Elle dure à peine un quart d'heure. La mariée est sublime, dans sa robe de dentelle d'Alençon rose thé, à jupe évasée sous les hanches. Une robe dont était inspirée celle de Kate Middleton, en dentelles également.
Le prince et la princesse sont tendus et émus. Par cette union prestigieuse, Grace Kelly devient la femme la plus titrée d'Europe : "Duchesse de Valentinois, de Mayenne, de Mazarin, princesse de Château-Porcière, marquise des Baux, comtesse de Carlades, de Torigni, de Ferrette, de Belfort, de Thann et de Rosemont, baronne de Saint-Lô..."
L'après-midi a lieu une garden-party où sont conviés les quatre mille citoyens de la principauté. Photographes et journalistes ne sont pas invités. La journée s'achève par une soirée de gala à l'Opéra de Monte-Carlo.
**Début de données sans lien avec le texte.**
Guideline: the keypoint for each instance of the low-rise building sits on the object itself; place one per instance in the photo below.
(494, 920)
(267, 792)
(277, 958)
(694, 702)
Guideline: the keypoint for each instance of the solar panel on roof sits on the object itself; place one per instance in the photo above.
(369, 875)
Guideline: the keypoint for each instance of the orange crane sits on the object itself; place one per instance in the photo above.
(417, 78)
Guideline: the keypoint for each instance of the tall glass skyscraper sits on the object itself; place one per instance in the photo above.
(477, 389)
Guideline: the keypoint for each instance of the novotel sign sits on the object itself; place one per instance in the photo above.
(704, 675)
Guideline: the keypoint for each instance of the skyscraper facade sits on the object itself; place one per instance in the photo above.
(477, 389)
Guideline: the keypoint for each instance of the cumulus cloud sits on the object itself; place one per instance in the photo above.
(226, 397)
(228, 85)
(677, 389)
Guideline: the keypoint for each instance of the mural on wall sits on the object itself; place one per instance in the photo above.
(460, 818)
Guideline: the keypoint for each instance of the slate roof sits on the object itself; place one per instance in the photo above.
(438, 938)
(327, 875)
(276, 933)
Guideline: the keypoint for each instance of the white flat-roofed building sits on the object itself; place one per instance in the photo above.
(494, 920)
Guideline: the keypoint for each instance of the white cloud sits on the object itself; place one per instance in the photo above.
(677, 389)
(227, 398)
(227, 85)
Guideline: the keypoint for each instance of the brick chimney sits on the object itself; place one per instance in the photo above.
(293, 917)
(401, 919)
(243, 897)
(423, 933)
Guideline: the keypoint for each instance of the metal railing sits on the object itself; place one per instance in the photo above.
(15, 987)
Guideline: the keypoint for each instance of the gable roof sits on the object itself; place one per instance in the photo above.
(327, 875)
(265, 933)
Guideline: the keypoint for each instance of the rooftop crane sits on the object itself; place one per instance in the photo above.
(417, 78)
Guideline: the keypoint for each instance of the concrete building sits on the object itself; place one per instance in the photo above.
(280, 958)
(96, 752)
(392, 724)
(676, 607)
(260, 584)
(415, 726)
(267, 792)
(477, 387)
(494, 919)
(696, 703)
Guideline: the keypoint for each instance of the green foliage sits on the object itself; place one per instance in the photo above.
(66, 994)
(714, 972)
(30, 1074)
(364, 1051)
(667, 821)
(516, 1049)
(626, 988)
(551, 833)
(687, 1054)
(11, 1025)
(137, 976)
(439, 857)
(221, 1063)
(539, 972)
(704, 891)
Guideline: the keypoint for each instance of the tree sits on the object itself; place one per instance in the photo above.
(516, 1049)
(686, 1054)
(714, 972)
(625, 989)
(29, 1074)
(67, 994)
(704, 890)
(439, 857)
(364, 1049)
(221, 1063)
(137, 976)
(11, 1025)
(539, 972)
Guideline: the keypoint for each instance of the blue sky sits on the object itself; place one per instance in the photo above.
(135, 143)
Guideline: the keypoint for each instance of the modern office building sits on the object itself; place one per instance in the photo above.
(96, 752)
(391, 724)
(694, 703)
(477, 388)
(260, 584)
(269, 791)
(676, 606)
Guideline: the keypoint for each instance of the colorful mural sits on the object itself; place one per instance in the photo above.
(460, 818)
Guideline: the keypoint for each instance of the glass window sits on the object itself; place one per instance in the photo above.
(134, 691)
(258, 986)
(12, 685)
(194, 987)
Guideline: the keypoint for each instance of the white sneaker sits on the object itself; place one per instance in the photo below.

Le 19 avril a lieu la cérémonie religieuse. Parmi les invités, on trouve Marcel Pagnol, Jean Cocteau, Somerset Maugham, Aristote Onassis, Jack Warner, l'Aga Khan et la Bégum, la princesse Ghislaine de Monaco, François Mitterrand et Monseigneur Marella (représentant le pape Pie XII). Les deux grands absents sont Alfred Hitchcock et Frank Sinatra, qui ne veut pas croiser son ex-épouse Ava Gardner, également invitée.
Dès 10 heures, la télévision retransmet en eurovision la cérémonie. Trente millions de personnes dans neuf pays la suivent en direct.
A 10h40, après l'accueil des invités, la cérémonie commence. Les musiques choisies sont essentiellement des morceaux de Bach et de Mozart. Après les allocutions en français et en anglais de Mgr Barthe et de Mgr Marella, c'est la bénédiction nuptiale :
« Monseigneur, consentez-vous à prendre pour épouse Mademoiselle Grace-Patricia Kelly ?
— Oui, répond le prince.
— Grace-Patricia, consentez-vous à prendre pour légitime époux Son Altesse Sérénissime Rainier III, prince souverain de Monaco ?
— Oui.
— Nous vous déclarons unis par les liens sacrés du mariage. »
Les deux époux s'échangent les anneaux, puis sortent de la cathédrale. Ils font, en voiture, le tour de la ville avant de remonter au palais. En fin d'après-midi, celle qui est désormais la Princesse Grace de Monaco s'en va, avec Rainier, en lune de miel à bord du yacht du prince le Deo Juvante II.
Rainier raconte : « Nous avions embarqué vers 5 heures du soir et tous les deux, la princesse et moi, étions absolument épuisés par les cérémonies de la journée. Je me souviens qu'à bord on nous avait préparé un superbe buffet composé de caviar, foie gras, champagne et choses de ce genre. Mais nous étions bien trop fatigués pour avoir envie d'en profiter. Sitôt les côtes de la principauté hors de vue, nous nous sommes effondrés dans des fauteuils et nous nous sommes endormis, ne nous réveillant que deux heures plus tard. Nous étions comme assommés. »
L'histoire de Grace Kelly, c'est le conte de fées moderne d'une héroïne qui épousa un prince (comme dans son film "Le Cygne" de 1956).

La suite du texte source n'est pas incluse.